“You cannot believe, Ruth,” he said, “that I shall ever forget? We have been through too much together, too many dark days.”
She sighed.
“There wasn’t much for either of us to look forward to, was there, when we first looked down on the river together and you began to tell me fairy stories.”
“They kept our courage alive,” he declared. “I am not sure that they are not coming true.”
She half closed her eyes.
“For you, Arnold,” she murmured. “Not all the fancies that were ever spun in the brain of any living person could alter life very much for me.”
He took her hand and held it tightly. Yet it was hard to know what to say to her. It was the inevitable tragedy, this, of their sexes and her infirmity. He realized in those few minutes something of how she was feeling,—the one who is left upon the lonely island while the other is borne homeward into the sunshine and tumult of life. There was little, indeed, which he could say. It was not the hour, this, for protestation.

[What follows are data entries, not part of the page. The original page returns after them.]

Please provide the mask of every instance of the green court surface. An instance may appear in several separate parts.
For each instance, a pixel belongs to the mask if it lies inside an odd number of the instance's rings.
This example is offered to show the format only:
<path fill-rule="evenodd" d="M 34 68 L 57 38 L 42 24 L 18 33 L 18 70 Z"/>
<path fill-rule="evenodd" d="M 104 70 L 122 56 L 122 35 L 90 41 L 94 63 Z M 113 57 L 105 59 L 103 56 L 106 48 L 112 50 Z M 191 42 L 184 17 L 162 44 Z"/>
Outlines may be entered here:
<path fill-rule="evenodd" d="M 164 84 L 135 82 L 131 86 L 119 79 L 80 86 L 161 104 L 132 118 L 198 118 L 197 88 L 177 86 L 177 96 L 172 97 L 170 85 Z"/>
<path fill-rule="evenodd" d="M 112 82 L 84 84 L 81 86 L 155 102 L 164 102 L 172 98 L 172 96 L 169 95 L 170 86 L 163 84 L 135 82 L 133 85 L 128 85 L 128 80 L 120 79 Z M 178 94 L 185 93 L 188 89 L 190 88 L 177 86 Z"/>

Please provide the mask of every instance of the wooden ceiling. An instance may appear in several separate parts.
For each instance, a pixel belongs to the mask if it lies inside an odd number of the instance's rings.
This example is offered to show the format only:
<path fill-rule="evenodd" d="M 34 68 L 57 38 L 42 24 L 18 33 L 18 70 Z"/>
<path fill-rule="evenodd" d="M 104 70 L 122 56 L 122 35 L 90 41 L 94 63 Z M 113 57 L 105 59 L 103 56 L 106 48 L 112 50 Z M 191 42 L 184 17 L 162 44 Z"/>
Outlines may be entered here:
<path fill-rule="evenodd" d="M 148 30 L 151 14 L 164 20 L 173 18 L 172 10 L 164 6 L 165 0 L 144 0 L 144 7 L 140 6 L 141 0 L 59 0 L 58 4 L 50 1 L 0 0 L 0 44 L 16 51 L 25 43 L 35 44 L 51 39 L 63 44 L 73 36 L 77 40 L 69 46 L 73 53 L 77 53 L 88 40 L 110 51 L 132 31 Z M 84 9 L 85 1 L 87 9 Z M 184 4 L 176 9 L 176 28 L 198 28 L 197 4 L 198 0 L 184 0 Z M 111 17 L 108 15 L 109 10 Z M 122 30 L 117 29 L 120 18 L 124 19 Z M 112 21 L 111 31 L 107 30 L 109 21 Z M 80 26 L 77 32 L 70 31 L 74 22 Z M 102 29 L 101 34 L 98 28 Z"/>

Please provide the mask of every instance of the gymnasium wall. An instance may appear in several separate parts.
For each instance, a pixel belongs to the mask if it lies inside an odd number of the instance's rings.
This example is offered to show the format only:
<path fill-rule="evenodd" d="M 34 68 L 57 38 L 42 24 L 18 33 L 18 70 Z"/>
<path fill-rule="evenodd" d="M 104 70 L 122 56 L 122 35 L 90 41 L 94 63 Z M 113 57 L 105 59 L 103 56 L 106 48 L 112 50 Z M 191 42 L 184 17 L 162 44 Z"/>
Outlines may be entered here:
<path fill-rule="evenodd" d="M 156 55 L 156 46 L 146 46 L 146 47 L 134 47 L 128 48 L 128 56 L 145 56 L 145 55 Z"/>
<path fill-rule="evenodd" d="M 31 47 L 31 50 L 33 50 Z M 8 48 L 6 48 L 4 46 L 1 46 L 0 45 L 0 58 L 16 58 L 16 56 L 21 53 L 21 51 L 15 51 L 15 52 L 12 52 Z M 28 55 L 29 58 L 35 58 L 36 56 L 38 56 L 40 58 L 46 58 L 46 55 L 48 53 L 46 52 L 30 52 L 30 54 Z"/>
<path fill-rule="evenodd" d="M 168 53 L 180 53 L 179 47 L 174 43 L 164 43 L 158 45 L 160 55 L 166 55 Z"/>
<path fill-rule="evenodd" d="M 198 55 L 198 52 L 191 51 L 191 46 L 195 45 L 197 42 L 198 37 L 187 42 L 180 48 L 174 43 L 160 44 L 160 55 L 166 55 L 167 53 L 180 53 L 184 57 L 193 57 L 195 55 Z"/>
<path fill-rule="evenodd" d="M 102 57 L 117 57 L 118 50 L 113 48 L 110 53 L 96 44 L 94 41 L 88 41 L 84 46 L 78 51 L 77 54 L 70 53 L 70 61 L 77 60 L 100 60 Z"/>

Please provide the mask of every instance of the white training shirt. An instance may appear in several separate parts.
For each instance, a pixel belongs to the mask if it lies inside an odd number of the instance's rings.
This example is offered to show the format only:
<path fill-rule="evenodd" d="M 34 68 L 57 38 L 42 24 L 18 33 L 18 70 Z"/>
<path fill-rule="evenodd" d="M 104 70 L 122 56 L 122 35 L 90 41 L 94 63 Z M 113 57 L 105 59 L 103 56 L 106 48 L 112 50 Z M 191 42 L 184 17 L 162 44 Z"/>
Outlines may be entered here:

They passed along Piccadilly, across Leicester Square, and into the Strand. The wayfarers in the streets, of whom there were still plenty, seemed to be lingering about in sheer joy of the cooler night after the unexpected heat of the day, the women in light clothes, the men with their coats thrown open and carrying their hats. They passed down the Strand and into Adam Street, coming at last to a standstill before the tall, gloomy house at the corner of the Terrace. Arnold stepped out onto the pavement and helped his companion to alight. The chauffeur lifted his hat and the car glided away. As they stood there, for a moment, upon the pavement, and Arnold pushed open the heavy, shabby door, it seemed, indeed, as though the whole day might have been a dream.
Ruth moved wearily along the broken, tesselated pavement, and paused for a moment before the first flight of stairs. Arnold, taking her stick from her, caught her up in his arms. Her fingers closed around his neck and she gave a little sigh of relief.
“Will you really carry me up all the way, Arnie?” she whispered. “I am so tired to-night. You are sure that you can manage it?”
He laughed gayly.
“I have done it many times before,” he reminded her. “To-night I feel as strong as a dozen men.”
One by one they climbed the flight of stone steps. Curiously enough, notwithstanding the strength of which he had justly boasted, as they neared the top of the house he felt his breath coming short and his heart beating faster, as though some unusual strain were upon him. She had tightened her grasp upon his neck. She seemed, somehow, to have come closer to him, yet to hang like a dead weight in his arms. Her cheek was touching his. Once, toward the end, he looked into her face, and the fire of her eyes startled him.
“You are not really tired,” he muttered.
“I am resting like this,” she whispered.